I’ve always known what happened in Carrie and I never watched the film, or read the book, or eaten the cereal… until last night! That’s right! I just watched Brian DePalma’s 1976 cult-horror classic Carrie for the very first time!
I did it for you (and for Johnny).
Why did it take me so long? It’s probably because I despise the films of Brian DePalma. The man is to Alfred Hitchcock what Bai Ling is to Veronica Lake. But, knowing that Carrie was being remade (again), I vowed to suck it up and watch the damn thing already.
How bad could it be? I mean, I knew everything that was going to happen anyway.
Well, I’ll tell you. Carrie was surprisingly enjoyable. There are many things about it with which I find fault, but even with absolutely no surprises in store, the film just magically works.
The first thing that you should know about Carrie is that like the Julie Brown video link you should clicked above, there is no way in hell this story is going to be produced exactly the same way today. The original film starts — I shit you not — with about a half dozen fully nude high school girls wandering about a locker room in slo-mo. That is the sort of thing that people today frown upon (along with high school shooting jokes and remakes of classic horror films). But yes. Lots of birthday-suited girls, including young ingenue Sissy Spacek, fresh off Terrance Malick’s Badlands.
Carrie easily marks Spacek’s most impressive performance, excepting her turn as Anne Uumellmahaye in The Man with Two Brains.
Why is she so good? Well, it’s not because of the nudity, you perv. Rather, it’s because she’s totally excellent in an off-kilter Mia Farrow Rosemary’s Baby way. Just creep out to the nines good, being completely believable as the socially awkward Carrie.
Piper Laurie, playing Carrie’s Jesus freak momma, is also crazy, good, and crazy-good. Their scenes together rend the obviously phony scrim that backdrops this film in order to show you something that feels undeniably real. They are the rope that ties this parade balloon to the earth.

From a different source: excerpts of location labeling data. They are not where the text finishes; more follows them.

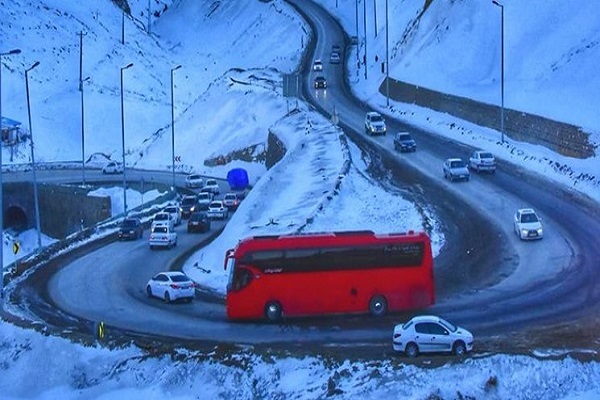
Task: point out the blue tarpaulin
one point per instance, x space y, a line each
8 123
237 179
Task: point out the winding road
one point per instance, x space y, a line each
487 279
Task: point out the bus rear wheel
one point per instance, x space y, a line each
273 311
378 306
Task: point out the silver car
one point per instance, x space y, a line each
431 334
455 169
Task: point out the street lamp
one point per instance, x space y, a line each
173 127
501 68
123 141
33 168
8 53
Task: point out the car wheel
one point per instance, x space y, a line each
459 349
411 350
378 306
273 311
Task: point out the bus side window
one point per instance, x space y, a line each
242 278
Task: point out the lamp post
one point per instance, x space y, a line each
173 127
123 141
8 53
387 55
501 68
33 168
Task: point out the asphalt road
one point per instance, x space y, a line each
486 278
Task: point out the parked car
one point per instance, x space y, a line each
194 181
175 214
199 222
482 161
335 57
211 186
170 286
217 209
163 219
455 169
232 201
375 124
528 225
318 65
131 228
204 199
112 167
320 82
162 236
188 205
403 141
431 334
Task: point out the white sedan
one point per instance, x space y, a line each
431 334
194 180
113 168
528 225
172 285
175 213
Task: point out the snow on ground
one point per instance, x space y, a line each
223 98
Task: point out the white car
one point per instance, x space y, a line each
217 209
211 186
162 236
175 213
431 334
172 285
482 161
163 219
455 169
204 199
375 124
113 167
194 181
318 65
528 225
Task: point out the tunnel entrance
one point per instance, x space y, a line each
15 218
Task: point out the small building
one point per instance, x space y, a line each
10 130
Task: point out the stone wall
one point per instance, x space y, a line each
563 138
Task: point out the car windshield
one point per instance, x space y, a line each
180 278
197 217
448 325
529 217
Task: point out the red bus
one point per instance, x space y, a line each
340 272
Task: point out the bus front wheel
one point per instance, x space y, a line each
378 306
273 311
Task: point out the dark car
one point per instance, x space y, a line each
188 206
198 222
131 228
320 82
232 200
403 141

Both were nominated for Academy Awards for their work here. (Piper Laurie, of course, you’ll recognize from her role in The Hustler and for her part on Twin Peaks.)
These two are just the start of the frankly incredible cast that populates this picture, though. Everywhere you look, there’s a naked schoolgirl and a recognizable face — sometimes even at the same time! Amy Irving, famous for sucking the life out of Steven Spielberg and occasionally acting, is the sympathetic Sue Snell. Teen heartthrob William Katt’s curly mug held center stage in the only decent television show from the 1980s to have avoided a reboot this year: The Greatest American Hero. John Travolta plays a dumb shit (perfectly). He was in Staying Alive and Look Who’s Talking Now, if you haven’t heard of him. Alpha bitch Chris is brought to life by the perky Nancy Allen who went on to survive Robocop. P.J. Soles you’ll recognize from Stripes and Halloween, even if she wears her red baseball cap for the entire film, including during the prom.
I’m not done, either. I just needed to take a breath.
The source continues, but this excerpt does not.